True personal experience this week: I was at my desk, racing to get work done, unable to go to lunch. I got up at about 3 or 4 pm and grabbed some pretzel sticks and a Diet Coke.
Sat down, popped one in and took a sip. Somehow, either the pretzel went down the wrong way or the Coke flooded my throat or ... I don't know. Next thing I knew I propelled myself out of my chair noisily attempting to breathe.
Like Bush said, "I hit the deck." I fell, throwing a paper basket out of the way and even shoving a bookcase against the wall so hard that the phone jack was twisted in such a way that the phone became inoperable.
I'm not sure what happened then. I blacked out. I came to in pain, lying on the chair mat and attempting to catch my breath. I could not speak, just make signals that I needed a moment.
I felt myself sweat profusely.

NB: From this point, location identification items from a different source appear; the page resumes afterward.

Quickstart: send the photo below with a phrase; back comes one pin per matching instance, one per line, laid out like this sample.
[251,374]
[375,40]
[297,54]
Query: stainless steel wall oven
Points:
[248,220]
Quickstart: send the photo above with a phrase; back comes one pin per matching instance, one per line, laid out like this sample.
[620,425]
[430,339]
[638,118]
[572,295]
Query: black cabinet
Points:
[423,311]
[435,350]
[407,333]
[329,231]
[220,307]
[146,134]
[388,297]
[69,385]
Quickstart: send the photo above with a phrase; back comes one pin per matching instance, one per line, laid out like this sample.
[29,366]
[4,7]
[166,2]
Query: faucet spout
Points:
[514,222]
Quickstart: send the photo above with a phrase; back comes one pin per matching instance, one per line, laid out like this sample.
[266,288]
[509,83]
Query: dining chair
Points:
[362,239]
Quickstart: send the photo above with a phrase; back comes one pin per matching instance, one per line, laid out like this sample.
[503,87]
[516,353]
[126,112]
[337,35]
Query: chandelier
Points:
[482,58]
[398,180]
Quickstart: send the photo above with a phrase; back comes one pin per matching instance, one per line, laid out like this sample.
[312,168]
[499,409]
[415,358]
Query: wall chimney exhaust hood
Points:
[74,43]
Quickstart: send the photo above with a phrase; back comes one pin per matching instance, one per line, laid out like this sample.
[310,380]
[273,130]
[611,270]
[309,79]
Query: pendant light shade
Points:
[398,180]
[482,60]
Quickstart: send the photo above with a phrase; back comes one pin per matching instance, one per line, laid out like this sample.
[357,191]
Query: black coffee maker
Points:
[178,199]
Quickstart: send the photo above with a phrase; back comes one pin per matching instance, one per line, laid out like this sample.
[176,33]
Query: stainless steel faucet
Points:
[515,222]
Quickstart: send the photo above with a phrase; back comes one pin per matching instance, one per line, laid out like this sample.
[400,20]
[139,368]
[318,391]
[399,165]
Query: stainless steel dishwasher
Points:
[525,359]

It was a cold, panicked sweat. Slowly breath returned to me and from shallow gasps I went to deeper, more moderate breathing.
Then I noticed I had hit my left leg badly. My big toe was swollen and, upon inspection later, at home, it was bruised -- just like Bush's face.
CNN called it a "vasovagal syncope" at the time. I'd come across that term once before, when someone I know had a horrible, humiliating loss of bodily function. According to the Wikipedia, a syncope is
a sudden, and generally momentary, loss of consciousness, or blacking out caused by the Central Ischaemic Response, because of a lack of sufficient blood and oxygen in the brain. The first symptoms a person feels before fainting are dizziness; a dimming of vision, or brownout; tinnitus; and feeling hot. Moments later, the person's vision turns black, and he or she drops to the floor (or slumps if seated in a chair). If the person is unable to slump from the position to a near horizontal position, he or she risks dying of the Suspension trauma effect.This approximates in many ways my own experience, and possibly Bush's.
Uncannily, Bush was almost exactly my age in 2002, when he had his episode. Perhaps it's a middle-aged-man thing. The killer pretzel attacked me, too.